北欧の国、ノルウェーはオスロから、大人世代に伝えたい暮らしのヒントをレポートする北欧便り。
今回のテーマは「美と健康」。

ノルウェー女性が考える美と健康はいったいどんなものなのでしょうか。50代になってもよいスタイルを保ち、元気でいられる秘訣は何でしょう。実際の50代の女性nのリアルな声をお届けします。

「自然+新鮮な空気」が私の健康法!

今回お話を伺ったのは、映画プロデューサーであるカトリーナ・プリセールさん。家族代々ノルウェーの映画界に携わってきた生粋の映画人です。
彼女は47歳でテニス、55歳でセイリングとカヤックを始めたスポーツウーマンでもあります。そして現在の趣味はなんとダイビング(飛び込み)。フィヨルドや湖で飛び込みをしたり泳いだりするのにハマっています。
「実は、ダイビングをするのが長年の夢だったんです。意を決して習い始めたのは52歳の時。それから自分は変わりましたね。何かを始めるのに遅いということはないんだと思いました。何をするにも勇気が湧いてきたんです。」
憧れのスポーツを習い始めたら、心身ともに良い変化が起きたようです。人がいない早朝、フィヨルドの飛び込み台からダイブして爽快な気分を味わいます。冬のオスロフィヨルドは水温2度ととても冷たいのですが、それも平気。夏冬関係なく一年を通して、自分のコンディションと相談しながらダイビングを続けています。
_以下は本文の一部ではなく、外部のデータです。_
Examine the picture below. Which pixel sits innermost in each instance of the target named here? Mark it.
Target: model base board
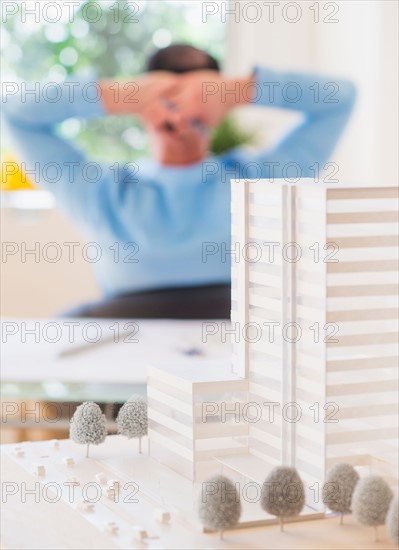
(119, 498)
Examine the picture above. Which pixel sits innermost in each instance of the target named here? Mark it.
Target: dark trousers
(200, 302)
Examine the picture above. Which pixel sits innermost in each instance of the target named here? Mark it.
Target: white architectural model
(313, 381)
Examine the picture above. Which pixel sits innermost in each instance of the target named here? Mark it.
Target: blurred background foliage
(114, 46)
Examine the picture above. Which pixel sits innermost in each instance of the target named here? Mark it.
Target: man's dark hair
(181, 58)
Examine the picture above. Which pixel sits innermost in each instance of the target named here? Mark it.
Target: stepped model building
(314, 309)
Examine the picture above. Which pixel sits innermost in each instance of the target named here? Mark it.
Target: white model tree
(283, 493)
(392, 521)
(88, 425)
(338, 488)
(370, 502)
(219, 506)
(132, 419)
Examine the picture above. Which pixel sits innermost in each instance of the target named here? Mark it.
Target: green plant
(228, 135)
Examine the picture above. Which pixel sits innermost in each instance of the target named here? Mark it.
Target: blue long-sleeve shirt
(151, 222)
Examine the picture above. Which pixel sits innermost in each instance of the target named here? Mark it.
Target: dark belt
(199, 302)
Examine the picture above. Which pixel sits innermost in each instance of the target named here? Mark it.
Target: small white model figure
(68, 461)
(101, 478)
(162, 515)
(18, 452)
(85, 506)
(111, 527)
(39, 469)
(139, 533)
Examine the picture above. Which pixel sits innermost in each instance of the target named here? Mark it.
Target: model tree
(283, 493)
(338, 488)
(132, 419)
(219, 506)
(392, 521)
(371, 500)
(88, 425)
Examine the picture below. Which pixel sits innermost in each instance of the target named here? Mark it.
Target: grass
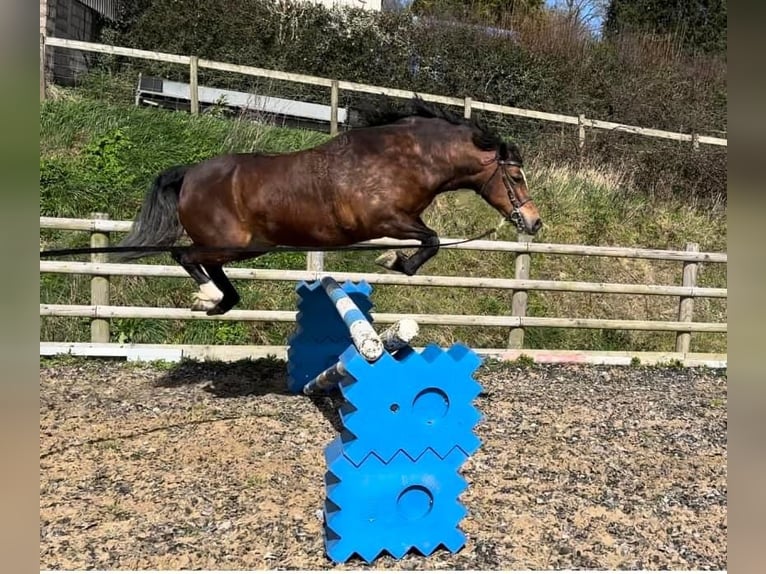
(97, 156)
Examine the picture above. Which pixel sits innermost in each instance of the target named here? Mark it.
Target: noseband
(515, 216)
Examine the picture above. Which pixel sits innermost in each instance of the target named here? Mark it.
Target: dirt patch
(214, 466)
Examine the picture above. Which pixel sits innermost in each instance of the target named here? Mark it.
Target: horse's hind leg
(409, 265)
(230, 296)
(209, 295)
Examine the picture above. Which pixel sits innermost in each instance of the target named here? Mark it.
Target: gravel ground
(213, 466)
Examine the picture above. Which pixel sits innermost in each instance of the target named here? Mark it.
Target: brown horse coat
(364, 184)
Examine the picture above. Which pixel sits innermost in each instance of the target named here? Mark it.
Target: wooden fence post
(686, 304)
(334, 108)
(99, 285)
(43, 87)
(194, 84)
(519, 298)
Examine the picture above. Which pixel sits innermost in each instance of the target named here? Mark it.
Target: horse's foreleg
(409, 265)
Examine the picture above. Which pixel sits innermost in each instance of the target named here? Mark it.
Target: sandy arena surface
(213, 466)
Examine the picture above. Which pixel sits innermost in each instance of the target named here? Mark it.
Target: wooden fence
(100, 311)
(468, 104)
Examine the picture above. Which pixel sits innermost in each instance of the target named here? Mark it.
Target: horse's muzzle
(523, 226)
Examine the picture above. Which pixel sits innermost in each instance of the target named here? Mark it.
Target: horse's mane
(387, 113)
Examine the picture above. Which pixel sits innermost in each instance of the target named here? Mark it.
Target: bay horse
(370, 182)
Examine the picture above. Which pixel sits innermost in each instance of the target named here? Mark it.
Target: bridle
(515, 216)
自宅から歩いて行けるオスロフィヨルド。美しいオスロの街並みを眺めながら真っ青な海へ飛び込む最高の瞬間。

有名な建築物オペラハウスを背にしてオスロフィヨルドへ飛び込む。まだ雪が残っている春先でもダイビングして心身を引き締める。

なぜ次々に新しいアウトドアスポーツに挑戦しているのでしょうか。
「屋外で身体を動かすことが大好きなんです。それにテニスやスキーなどスポーツをしていると、同じような目的を持った女性たちに出会うんです。皆さん、普段は仕事バリバリでパワーワークしている人ばかり。彼女たちと一緒に身体を動かしていると楽しいんですよね。」
どうやらノルウェーの女性は身体を動かすことが好きみたいですね。ジムに通ったりしないのでしょうか。

テニスは冬は屋内施設ですることも多い。テニス仲間と会うのも楽しみのひとつ。

イースター時期(4月初旬)はスキーを楽しむ。ノルウェーでスキーといえばクロスカントリーを指す。この時期日本では桜が咲くが、ノルウェーは気温が氷点下になる日も。冬が長いノルウェーではスキーは国民的スポーツだ。

「私はノルウェーで生まれ、新鮮な空気が一番良いという教育のもと育ちました。ノルウェーには十分な土地や空間があり、子供が遊べる場所も多い。アクティブに屋外に行ける環境が整っているんです。素晴らしい自然の中で、冬はスキーができ、夏はフィヨルドで泳ぐことができます。オスロにもフィヨルドがあるんですよ。私の職場や自宅からフィヨルドまで歩いて行けるし、ものの15分も行くと山が控えているんです。都会に住んでいても自然にリーチするのはとても簡単なんです」
ドラマティックな色に染まる朝陽や夕陽を眺めているだけで癒やされるし、夏の24時間陽が沈まない白夜の光の微妙な美しさにも心奪われると言います。人々の暮らしのすぐそばに豊かな自然が広がっており、それに触れるのが最高の健康法であり、散歩するだけでよい運動になると考えています。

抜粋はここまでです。